Henry Marvin Calkin was born in Switzerland County, Indiana in 1822 to Thomas Calkin and Mary Hinman. He grew up there and married Elizabeth Larkin in Spencer County, Indiana in 1846 and had a number of children.
Henry traveled to New Orleans on a flat bottom boat, and while he was there the Calkin family contracted smallpox and he hurried home. His wife and some of the children died from the disease, and Henry also contracted it. He survived it but bore the characteristic pitted face from the sores.
Henry had gone to California during the Great Gold Rush and had experience in gold mining. Due to his resume, he was offered a position managing a lead mine near Chauncey, Missouri, so he headed there, where he married Mary Gibson, an orphan working in her sister’s boarding house near Chauncey. After he married, he sent for his younger children who had been living in Illinois with two older daughters, Sarah and Mary, who brought them to Missouri.
Taken from an unverified story on findagrave.com
Marriage and children
On 28 March 1866, Joseph (at 20 years old) married Mary Calkins (just 17 years old) in Spencer County, according to Indiana marriage records. Together, Joseph and Mary had the following children (census data indicates they had a total of ten children, but only seven lived):

- Eugene (about 1867- )
- Ulysses (about 1869- )
- Sylvester (about 1871- )
- Wm (about 1873- )
- Lillian (about 1875- )
- Oleva, our great-grandmother (1878- 1943)
- Herbert (1880- )
By 1870, the family was living in Jackson, Camden County, Missouri. Then the family moved to Turnback, Lawrence County, Missouri by 1880, where Joseph continued to farm, according to census data. Living in Missouri during this time, Joseph may have farmed produce such as wheat, oats, hay, tobacco, or potatoes.

Later in their marriage, Joseph and Mary appeared have significant relationship troubles, according to an article from the “Lawrence Chieftain” on 10 January 1895 detailing Joseph’s request for a divorce. In the article, Joseph claims he was lawfully married to Mary and lived with her until 28 June 1893. During their marriage, Joseph claimed to have “faithfully demeaned himself and discharged all his duties as the husband and at all times treated her with kindness and affection.” He accused Mary of wholly disregarding her duties as wife, since coming to this town and that she “absented herself from Joseph without a reasonable cause, for one whole year before filing of this petition…Joseph therefore prays for a divorce from the bonds of matrimony.”
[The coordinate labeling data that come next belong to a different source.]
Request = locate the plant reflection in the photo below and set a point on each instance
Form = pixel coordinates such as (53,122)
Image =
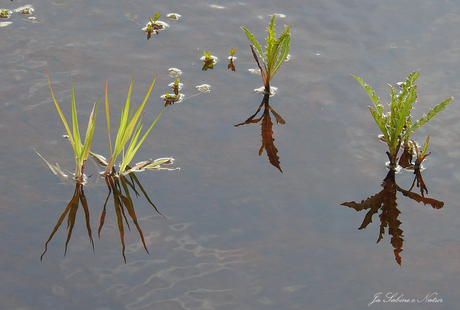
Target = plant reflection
(385,202)
(266,129)
(119,187)
(71,213)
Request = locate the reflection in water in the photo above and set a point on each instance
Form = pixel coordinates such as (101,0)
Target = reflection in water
(266,129)
(120,187)
(385,202)
(71,211)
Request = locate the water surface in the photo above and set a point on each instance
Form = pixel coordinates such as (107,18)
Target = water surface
(238,233)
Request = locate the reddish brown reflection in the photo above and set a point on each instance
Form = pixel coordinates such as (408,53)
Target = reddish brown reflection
(121,189)
(267,129)
(385,203)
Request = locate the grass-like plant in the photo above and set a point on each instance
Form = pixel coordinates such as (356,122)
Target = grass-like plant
(81,150)
(397,125)
(129,129)
(276,51)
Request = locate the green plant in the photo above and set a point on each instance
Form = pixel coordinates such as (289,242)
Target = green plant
(5,13)
(276,51)
(154,26)
(397,125)
(129,129)
(208,60)
(231,58)
(81,151)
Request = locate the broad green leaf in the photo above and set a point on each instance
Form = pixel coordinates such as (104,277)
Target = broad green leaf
(256,45)
(426,117)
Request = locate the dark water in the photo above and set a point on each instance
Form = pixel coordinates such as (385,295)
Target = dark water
(238,233)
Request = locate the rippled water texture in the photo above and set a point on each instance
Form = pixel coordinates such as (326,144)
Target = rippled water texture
(237,232)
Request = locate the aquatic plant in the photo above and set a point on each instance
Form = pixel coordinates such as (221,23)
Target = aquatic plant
(208,60)
(231,58)
(5,13)
(81,151)
(268,142)
(129,129)
(397,125)
(154,25)
(276,51)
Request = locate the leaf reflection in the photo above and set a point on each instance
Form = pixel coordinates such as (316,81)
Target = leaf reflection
(267,129)
(121,188)
(385,202)
(71,212)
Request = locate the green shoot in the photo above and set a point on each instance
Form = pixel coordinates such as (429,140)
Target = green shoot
(231,58)
(154,26)
(276,52)
(129,128)
(208,60)
(396,125)
(81,151)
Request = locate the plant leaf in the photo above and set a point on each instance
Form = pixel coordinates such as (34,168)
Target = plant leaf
(426,117)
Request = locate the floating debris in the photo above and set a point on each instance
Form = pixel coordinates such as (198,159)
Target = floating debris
(261,90)
(204,88)
(174,72)
(208,60)
(5,13)
(154,25)
(172,99)
(176,86)
(27,10)
(173,16)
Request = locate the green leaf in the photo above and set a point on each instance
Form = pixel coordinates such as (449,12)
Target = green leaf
(427,117)
(256,45)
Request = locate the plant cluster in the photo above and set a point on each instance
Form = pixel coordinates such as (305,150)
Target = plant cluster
(397,125)
(231,58)
(154,26)
(276,51)
(208,61)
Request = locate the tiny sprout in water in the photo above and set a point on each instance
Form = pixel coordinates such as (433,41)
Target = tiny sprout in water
(27,10)
(276,51)
(176,86)
(5,13)
(231,65)
(204,88)
(154,25)
(208,60)
(173,16)
(261,90)
(172,99)
(174,72)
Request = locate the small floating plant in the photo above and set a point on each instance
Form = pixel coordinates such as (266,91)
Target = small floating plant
(231,58)
(397,125)
(128,141)
(81,151)
(276,51)
(154,26)
(208,61)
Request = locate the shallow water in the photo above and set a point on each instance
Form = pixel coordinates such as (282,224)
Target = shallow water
(238,233)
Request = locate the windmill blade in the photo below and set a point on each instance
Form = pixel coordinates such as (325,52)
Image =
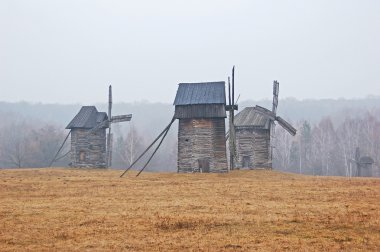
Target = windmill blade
(229,91)
(109,101)
(286,125)
(276,90)
(104,124)
(121,118)
(265,112)
(233,85)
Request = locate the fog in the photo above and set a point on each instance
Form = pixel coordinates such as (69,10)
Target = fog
(70,51)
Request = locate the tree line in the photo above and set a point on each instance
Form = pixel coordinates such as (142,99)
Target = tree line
(328,147)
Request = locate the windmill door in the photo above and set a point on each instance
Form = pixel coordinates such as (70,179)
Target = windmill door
(204,165)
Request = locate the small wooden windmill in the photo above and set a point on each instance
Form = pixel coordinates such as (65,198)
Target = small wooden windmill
(90,145)
(363,164)
(254,129)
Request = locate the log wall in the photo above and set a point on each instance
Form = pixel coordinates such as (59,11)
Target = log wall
(255,144)
(91,146)
(202,141)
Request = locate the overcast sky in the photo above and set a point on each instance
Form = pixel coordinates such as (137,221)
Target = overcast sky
(69,51)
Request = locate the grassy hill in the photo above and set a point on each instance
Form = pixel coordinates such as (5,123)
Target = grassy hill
(67,209)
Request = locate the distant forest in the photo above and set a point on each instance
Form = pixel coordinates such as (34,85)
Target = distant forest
(329,131)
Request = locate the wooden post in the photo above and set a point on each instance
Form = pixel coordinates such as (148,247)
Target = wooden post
(109,141)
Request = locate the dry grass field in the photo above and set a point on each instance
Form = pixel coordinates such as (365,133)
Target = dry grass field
(95,210)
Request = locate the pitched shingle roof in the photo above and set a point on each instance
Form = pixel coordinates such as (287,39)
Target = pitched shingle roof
(250,117)
(87,118)
(201,93)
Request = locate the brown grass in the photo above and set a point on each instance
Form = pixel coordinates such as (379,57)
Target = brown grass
(67,209)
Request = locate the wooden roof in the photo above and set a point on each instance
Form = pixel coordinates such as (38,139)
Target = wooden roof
(200,93)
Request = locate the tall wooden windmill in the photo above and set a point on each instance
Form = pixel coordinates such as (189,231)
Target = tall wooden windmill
(254,131)
(91,147)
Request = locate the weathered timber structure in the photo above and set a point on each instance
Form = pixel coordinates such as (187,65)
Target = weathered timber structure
(91,147)
(88,140)
(254,128)
(201,111)
(363,164)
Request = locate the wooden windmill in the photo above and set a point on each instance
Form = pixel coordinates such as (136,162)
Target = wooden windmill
(254,130)
(201,111)
(363,164)
(90,145)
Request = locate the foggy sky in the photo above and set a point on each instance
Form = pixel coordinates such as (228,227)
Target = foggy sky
(69,51)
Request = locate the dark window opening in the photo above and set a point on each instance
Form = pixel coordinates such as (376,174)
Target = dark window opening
(204,165)
(246,161)
(82,156)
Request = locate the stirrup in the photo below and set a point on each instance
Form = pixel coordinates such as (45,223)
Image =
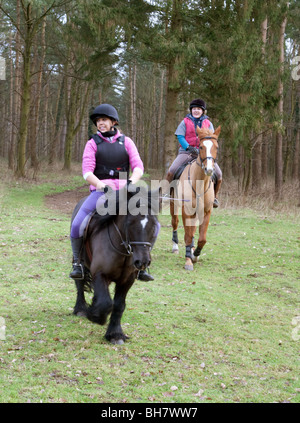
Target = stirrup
(216,203)
(144,276)
(77,272)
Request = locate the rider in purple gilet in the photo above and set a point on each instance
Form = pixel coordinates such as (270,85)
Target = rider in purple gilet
(189,143)
(105,155)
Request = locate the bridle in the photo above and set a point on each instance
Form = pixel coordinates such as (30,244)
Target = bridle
(127,244)
(201,164)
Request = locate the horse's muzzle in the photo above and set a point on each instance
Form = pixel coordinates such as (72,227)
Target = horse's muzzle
(141,264)
(209,172)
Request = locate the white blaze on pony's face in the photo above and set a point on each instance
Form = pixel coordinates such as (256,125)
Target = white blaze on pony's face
(144,222)
(209,168)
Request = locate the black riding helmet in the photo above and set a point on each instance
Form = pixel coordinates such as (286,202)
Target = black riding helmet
(198,102)
(104,110)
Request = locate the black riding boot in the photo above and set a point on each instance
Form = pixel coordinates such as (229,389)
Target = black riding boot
(144,276)
(78,270)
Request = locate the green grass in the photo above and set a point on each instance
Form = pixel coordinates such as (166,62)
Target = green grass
(222,333)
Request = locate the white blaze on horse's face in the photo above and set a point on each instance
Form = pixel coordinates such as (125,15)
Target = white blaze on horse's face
(209,168)
(144,222)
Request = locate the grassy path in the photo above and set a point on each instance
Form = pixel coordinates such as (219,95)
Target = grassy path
(227,332)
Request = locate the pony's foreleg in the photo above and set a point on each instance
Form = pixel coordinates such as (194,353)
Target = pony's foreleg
(102,303)
(114,331)
(175,220)
(189,232)
(80,308)
(202,234)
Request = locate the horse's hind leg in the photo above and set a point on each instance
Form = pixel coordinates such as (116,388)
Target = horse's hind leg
(102,303)
(80,308)
(114,332)
(202,234)
(175,220)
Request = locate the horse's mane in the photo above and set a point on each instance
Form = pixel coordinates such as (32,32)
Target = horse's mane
(101,221)
(202,132)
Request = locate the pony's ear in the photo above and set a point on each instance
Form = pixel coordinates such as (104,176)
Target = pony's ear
(217,131)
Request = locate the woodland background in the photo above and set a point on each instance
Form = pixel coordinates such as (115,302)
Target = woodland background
(150,59)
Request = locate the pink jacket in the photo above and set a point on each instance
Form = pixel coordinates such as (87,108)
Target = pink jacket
(190,134)
(89,160)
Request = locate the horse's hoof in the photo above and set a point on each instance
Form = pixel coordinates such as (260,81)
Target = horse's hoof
(81,314)
(117,341)
(189,267)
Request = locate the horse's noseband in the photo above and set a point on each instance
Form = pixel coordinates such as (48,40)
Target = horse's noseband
(201,164)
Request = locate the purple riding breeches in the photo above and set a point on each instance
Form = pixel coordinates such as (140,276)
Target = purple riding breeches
(87,208)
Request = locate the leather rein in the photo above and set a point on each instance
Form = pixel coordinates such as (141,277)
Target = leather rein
(127,244)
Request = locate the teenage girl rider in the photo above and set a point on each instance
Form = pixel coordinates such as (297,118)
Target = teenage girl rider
(105,155)
(189,143)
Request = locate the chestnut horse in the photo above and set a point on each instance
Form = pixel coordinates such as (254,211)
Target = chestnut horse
(196,188)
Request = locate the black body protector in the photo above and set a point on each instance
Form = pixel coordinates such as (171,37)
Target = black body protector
(111,158)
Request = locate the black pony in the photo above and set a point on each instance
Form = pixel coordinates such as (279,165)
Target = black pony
(117,247)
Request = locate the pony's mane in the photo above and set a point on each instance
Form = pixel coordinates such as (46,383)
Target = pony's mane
(101,221)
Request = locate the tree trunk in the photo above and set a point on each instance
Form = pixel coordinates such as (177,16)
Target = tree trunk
(278,148)
(25,106)
(171,123)
(34,133)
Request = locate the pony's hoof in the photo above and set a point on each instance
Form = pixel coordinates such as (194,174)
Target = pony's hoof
(188,264)
(81,314)
(194,259)
(117,341)
(175,249)
(189,267)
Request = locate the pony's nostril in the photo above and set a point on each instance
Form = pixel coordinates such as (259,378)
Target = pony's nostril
(138,264)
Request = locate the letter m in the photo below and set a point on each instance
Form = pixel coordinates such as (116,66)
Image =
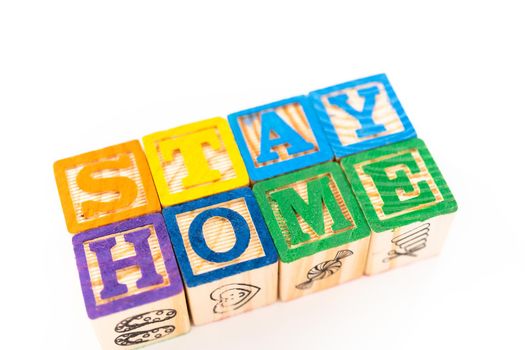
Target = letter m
(320,196)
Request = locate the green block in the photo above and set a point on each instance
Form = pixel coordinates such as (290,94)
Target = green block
(310,210)
(398,184)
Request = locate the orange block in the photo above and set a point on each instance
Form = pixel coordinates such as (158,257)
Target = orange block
(101,187)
It appears that the two mended their relationship because the divorce did not materialize, and Joseph and Mary, together, moved back first to Prairie, Indiana and then eventually to Beggs, Oklahoma between 1910 and 1912.
After Joseph’s death on 16 June 1912, Mary continued to live in Beggs, where she was listed as a widow in the next two census publications. She died in Beggs on 29 April 1933 at the age of 84.